How to protect yourself from online harassment
Social media has exploded over the past decade with the internet enabling people to contact each other from all over the world instantly and often. Whilst the thriving nature of social media has brought numerous advantages, inevitably there have been some negative effects.
Indeed, there have been an increasing number of harassment allegations made following the surge in social networking. As a result of the pace with which social media has expanded throughout the world, lawyers are struggling to come to grips with just how to deal with harassment over the internet.
Protection from Harassment Act 1996
Claims for harassment in the UK are generally brought under the Protection from Harassment Act 1996 or the Public Order Act 1994. In order to show harassment a victim will have to demonstrate the alleged individual is causing harassment, alarm or distress by using threatening, abusive or insulting words or behaviour.
Anybody who believes they are being harassed should contact the police and get legal advice from a solicitor.
In terms of punishing the individual alleged to have been harassing, the courts will generally impose a maximum six-month sentence on somebody whose harassment is deemed a nuisance. However, where the harassment leads to the victim fearing an act of violence, and that fear is deemed to be reasonable, the alleged harasser could face up to five years in prison.

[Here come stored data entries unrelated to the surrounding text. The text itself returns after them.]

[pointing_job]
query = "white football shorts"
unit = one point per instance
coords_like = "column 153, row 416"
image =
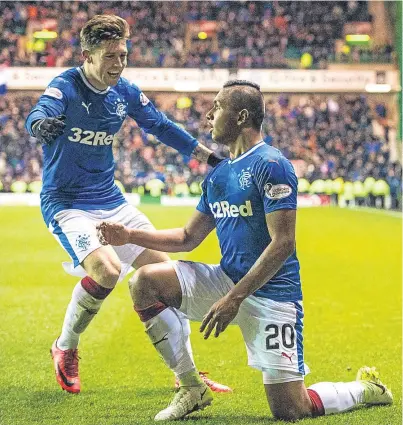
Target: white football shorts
column 272, row 330
column 76, row 232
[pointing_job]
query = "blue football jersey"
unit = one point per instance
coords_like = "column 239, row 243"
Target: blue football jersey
column 78, row 168
column 239, row 194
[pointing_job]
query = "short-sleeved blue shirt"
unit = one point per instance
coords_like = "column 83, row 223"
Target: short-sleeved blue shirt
column 239, row 194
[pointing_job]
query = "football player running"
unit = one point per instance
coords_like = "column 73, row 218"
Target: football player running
column 76, row 119
column 251, row 200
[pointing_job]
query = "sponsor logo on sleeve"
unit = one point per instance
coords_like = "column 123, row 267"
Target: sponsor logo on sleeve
column 245, row 178
column 144, row 100
column 53, row 92
column 83, row 242
column 277, row 191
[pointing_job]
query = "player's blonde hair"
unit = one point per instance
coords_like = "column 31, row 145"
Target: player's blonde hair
column 103, row 28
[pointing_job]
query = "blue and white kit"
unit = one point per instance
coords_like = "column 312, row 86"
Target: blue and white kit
column 78, row 167
column 238, row 194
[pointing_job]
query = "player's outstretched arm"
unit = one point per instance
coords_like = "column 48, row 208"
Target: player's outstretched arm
column 170, row 240
column 153, row 121
column 281, row 226
column 204, row 154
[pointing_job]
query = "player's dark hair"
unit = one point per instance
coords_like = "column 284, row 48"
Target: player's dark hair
column 247, row 95
column 103, row 28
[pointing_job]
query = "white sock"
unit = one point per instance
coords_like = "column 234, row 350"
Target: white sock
column 340, row 396
column 169, row 338
column 82, row 309
column 186, row 332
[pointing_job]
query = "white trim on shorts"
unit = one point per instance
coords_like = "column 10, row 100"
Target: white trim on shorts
column 75, row 230
column 272, row 330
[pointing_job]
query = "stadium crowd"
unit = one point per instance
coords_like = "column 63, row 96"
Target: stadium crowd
column 328, row 137
column 249, row 34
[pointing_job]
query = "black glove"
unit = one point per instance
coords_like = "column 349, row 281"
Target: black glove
column 214, row 160
column 48, row 130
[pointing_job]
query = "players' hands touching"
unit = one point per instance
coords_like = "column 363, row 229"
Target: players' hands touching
column 220, row 315
column 48, row 130
column 112, row 233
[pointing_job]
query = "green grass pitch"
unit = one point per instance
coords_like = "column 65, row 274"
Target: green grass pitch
column 351, row 271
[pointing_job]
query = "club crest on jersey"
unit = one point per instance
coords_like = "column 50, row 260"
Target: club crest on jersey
column 245, row 178
column 277, row 191
column 144, row 100
column 120, row 109
column 83, row 242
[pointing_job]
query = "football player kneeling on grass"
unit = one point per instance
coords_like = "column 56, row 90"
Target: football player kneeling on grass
column 251, row 201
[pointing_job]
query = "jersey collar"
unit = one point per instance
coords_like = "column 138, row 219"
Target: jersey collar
column 88, row 84
column 248, row 152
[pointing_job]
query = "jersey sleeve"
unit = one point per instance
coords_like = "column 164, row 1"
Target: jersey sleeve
column 152, row 121
column 203, row 203
column 277, row 184
column 52, row 103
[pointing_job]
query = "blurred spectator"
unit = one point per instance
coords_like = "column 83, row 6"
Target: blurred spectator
column 332, row 134
column 249, row 34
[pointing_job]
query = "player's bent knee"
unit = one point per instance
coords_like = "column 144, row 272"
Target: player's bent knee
column 143, row 286
column 106, row 273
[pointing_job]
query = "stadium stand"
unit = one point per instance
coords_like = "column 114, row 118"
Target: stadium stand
column 342, row 145
column 327, row 137
column 272, row 34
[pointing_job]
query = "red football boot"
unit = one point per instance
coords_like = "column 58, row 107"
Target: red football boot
column 66, row 368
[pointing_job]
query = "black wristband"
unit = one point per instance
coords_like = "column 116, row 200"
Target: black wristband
column 213, row 160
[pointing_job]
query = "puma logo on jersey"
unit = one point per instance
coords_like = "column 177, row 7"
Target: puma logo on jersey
column 224, row 209
column 91, row 138
column 87, row 107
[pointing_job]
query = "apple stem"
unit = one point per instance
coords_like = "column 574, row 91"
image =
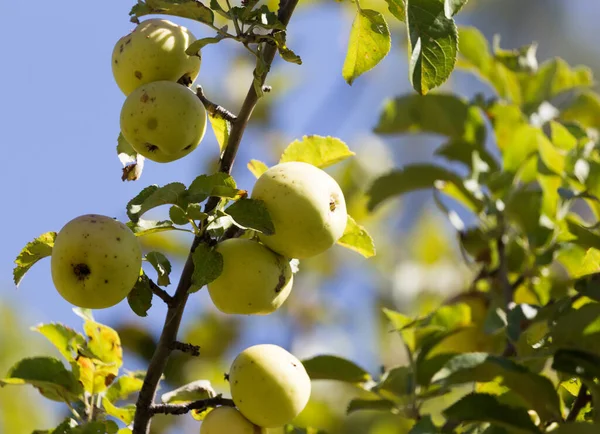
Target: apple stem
column 201, row 405
column 213, row 109
column 191, row 349
column 145, row 408
column 160, row 293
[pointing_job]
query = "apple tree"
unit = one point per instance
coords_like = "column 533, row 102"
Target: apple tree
column 514, row 352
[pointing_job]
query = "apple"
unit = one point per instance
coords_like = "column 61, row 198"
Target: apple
column 95, row 261
column 228, row 420
column 254, row 279
column 307, row 208
column 163, row 121
column 154, row 51
column 269, row 386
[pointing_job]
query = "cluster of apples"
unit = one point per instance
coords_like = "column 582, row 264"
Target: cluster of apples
column 269, row 387
column 161, row 119
column 96, row 260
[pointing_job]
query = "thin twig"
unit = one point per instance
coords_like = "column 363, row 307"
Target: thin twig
column 506, row 286
column 191, row 349
column 202, row 404
column 143, row 414
column 215, row 109
column 580, row 402
column 160, row 293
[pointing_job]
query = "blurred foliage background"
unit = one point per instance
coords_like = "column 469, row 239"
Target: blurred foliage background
column 336, row 303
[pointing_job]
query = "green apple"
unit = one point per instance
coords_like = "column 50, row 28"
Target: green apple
column 307, row 208
column 268, row 385
column 228, row 420
column 154, row 51
column 254, row 279
column 95, row 261
column 163, row 121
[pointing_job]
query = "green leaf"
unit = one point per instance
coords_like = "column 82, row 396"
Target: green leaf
column 104, row 343
column 154, row 196
column 523, row 59
column 124, row 414
column 433, row 40
column 178, row 215
column 584, row 110
column 358, row 239
column 218, row 184
column 123, row 387
column 257, row 167
column 140, row 297
column 133, row 163
column 577, row 428
column 191, row 9
column 452, row 7
column 317, row 150
column 553, row 78
column 285, row 53
column 398, row 9
column 64, row 338
column 335, row 368
column 370, row 404
column 369, row 43
column 222, row 128
column 194, row 391
column 481, row 407
column 251, row 214
column 162, row 266
column 577, row 363
column 146, row 227
column 536, row 390
column 399, row 381
column 417, row 177
column 578, row 329
column 46, row 374
column 401, row 323
column 199, row 44
column 424, row 426
column 208, row 265
column 475, row 55
column 31, row 253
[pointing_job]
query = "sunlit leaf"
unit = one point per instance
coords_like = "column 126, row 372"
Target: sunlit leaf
column 369, row 43
column 433, row 40
column 35, row 250
column 317, row 150
column 358, row 239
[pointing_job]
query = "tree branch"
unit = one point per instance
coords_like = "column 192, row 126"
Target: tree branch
column 580, row 401
column 160, row 293
column 202, row 404
column 143, row 414
column 191, row 349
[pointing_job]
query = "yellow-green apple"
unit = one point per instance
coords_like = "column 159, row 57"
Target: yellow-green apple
column 154, row 51
column 254, row 280
column 307, row 208
column 163, row 121
column 268, row 385
column 95, row 261
column 228, row 420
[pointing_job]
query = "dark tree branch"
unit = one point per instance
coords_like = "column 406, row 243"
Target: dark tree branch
column 143, row 414
column 191, row 349
column 203, row 404
column 215, row 109
column 160, row 293
column 582, row 399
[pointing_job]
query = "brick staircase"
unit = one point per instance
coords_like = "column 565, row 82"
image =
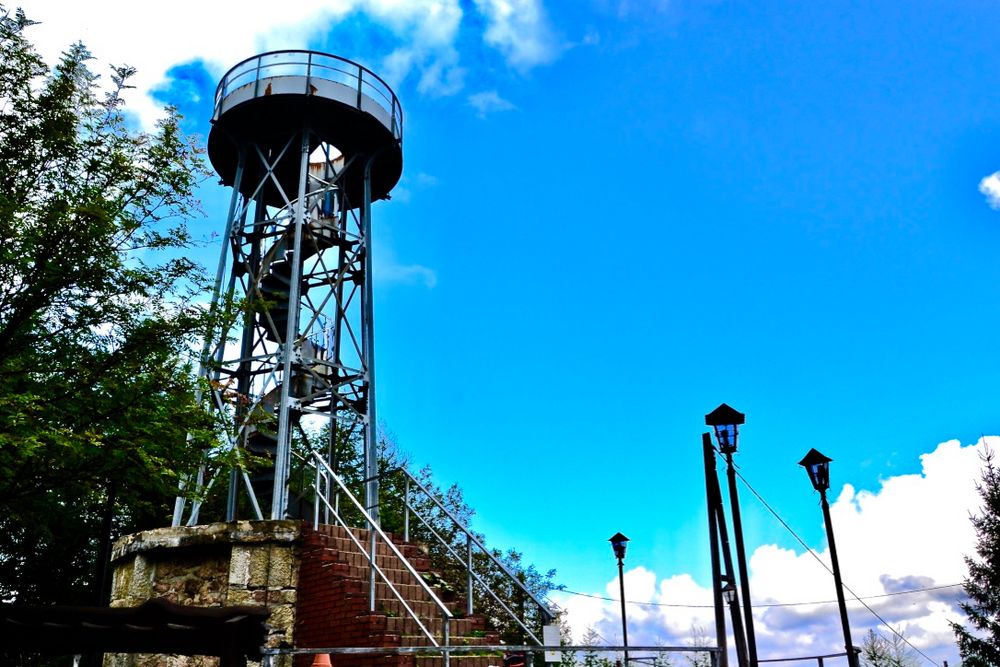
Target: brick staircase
column 333, row 608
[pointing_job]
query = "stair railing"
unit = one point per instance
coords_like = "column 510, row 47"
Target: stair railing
column 471, row 543
column 324, row 476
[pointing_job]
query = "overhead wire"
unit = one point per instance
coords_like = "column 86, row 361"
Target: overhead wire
column 827, row 568
column 805, row 546
column 756, row 605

One should not forget that harassment is not the only legal route with which it may be possible to bring a claim against somebody for harassing behaviour over social media. Any sexual discrimination or racial discrimination over the internet will be just as actionable as discrimination outside of the internet.
Again, legal advice from a solicitor may help to learn which is the most appropriate route to take.

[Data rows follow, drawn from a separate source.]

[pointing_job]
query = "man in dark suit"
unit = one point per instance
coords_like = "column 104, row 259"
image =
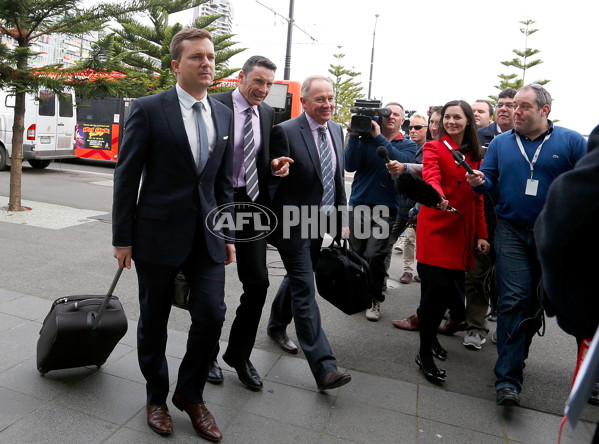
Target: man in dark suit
column 257, row 170
column 178, row 143
column 315, row 183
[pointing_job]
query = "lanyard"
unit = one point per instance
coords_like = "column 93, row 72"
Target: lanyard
column 536, row 156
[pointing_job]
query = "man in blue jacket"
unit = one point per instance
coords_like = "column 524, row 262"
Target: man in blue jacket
column 520, row 165
column 373, row 187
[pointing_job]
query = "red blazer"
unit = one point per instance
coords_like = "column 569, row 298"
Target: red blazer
column 440, row 234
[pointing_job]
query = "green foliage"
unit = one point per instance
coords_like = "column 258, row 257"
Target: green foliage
column 346, row 89
column 146, row 47
column 522, row 63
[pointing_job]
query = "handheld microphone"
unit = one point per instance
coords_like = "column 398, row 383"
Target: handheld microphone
column 382, row 152
column 419, row 190
column 459, row 158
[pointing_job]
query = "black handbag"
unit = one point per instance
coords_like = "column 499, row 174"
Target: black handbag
column 181, row 292
column 342, row 278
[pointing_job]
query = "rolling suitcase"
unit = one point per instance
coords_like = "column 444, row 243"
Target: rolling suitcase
column 81, row 330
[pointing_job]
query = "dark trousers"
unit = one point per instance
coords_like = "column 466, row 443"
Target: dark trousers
column 438, row 286
column 207, row 308
column 253, row 274
column 296, row 300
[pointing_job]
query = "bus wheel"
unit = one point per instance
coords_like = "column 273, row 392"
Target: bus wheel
column 2, row 158
column 39, row 164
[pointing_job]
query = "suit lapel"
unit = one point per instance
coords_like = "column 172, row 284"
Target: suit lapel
column 172, row 111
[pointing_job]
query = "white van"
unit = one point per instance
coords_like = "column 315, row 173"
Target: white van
column 49, row 127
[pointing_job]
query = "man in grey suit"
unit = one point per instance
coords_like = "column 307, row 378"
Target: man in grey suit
column 178, row 144
column 316, row 182
column 257, row 171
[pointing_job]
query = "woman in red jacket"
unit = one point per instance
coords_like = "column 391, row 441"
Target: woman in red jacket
column 446, row 240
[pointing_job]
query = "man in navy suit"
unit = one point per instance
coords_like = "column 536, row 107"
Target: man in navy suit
column 314, row 141
column 257, row 171
column 178, row 143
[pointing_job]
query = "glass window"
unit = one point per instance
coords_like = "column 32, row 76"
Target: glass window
column 65, row 105
column 47, row 103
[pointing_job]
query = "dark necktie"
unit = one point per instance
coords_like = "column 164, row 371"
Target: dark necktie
column 202, row 136
column 249, row 158
column 326, row 167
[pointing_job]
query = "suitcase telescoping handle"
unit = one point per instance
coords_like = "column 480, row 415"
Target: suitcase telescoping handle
column 107, row 298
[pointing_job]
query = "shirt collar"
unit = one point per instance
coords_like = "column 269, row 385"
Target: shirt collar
column 241, row 104
column 187, row 100
column 541, row 136
column 314, row 125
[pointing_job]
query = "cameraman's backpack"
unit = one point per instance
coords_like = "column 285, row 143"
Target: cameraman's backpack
column 342, row 278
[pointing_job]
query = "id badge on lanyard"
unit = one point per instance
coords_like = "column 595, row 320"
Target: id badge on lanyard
column 532, row 185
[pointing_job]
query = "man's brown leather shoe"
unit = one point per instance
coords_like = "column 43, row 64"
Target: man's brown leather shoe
column 202, row 420
column 159, row 419
column 284, row 342
column 333, row 379
column 412, row 323
column 452, row 326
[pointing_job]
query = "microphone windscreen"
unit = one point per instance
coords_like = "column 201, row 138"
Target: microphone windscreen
column 382, row 152
column 417, row 189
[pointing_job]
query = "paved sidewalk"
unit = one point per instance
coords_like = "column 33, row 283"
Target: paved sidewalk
column 87, row 405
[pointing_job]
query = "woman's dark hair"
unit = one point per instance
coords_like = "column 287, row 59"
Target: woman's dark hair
column 470, row 142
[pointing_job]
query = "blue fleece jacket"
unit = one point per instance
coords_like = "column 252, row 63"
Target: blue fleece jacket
column 372, row 184
column 506, row 171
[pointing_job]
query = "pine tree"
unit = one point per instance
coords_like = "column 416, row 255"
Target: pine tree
column 146, row 47
column 522, row 62
column 346, row 89
column 24, row 21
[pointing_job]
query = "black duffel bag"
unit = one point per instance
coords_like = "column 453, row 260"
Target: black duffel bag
column 342, row 278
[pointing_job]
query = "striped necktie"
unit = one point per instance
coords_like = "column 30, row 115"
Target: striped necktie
column 326, row 168
column 202, row 136
column 249, row 158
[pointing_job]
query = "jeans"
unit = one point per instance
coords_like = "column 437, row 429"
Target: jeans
column 518, row 275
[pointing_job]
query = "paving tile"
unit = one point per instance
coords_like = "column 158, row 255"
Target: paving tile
column 433, row 432
column 8, row 322
column 27, row 307
column 57, row 424
column 248, row 428
column 294, row 372
column 106, row 397
column 7, row 295
column 15, row 406
column 381, row 392
column 518, row 421
column 367, row 424
column 290, row 405
column 25, row 378
column 458, row 410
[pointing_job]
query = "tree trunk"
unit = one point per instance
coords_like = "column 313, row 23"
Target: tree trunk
column 16, row 158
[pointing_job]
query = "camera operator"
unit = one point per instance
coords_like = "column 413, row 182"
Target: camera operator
column 373, row 186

The most obvious problem with online harassment is the difficulty in proving who the harasser is, and therefore stopping them. The pace with which social media has expanded means that the police do not have the kind of equipment required on a routine basis to track down the group or individual involved.
There is, of course, the additional problem that the internet makes it far easier for somebody to hide their identity and to harass from several different places. Often, therefore, if the police do not anticipate an act of violence, their desire to get involved will often be low given the limitations they have in trying to trace the individual.
Anybody who is being harassed is therefore recommended to take practical steps to avoid the chances that the harasser can continue to contact them. Simple steps such as changing email address, removing personal information from social networking sites and changing passwords can all assist greatly. Indeed, a common practical step will also involve increasing the security settings on the individual’s computer or purchasing a more protective security system.
Despite the difficulties involved, if you are being harassed you should report the problem to the police. It may also be of assistance to get legal advice from a solicitor who may be able to identify a particular action to take, unique to your circumstances.
Most practically though, it is strongly recommended that people are careful who they interact with on social media networks and what personal information they give away.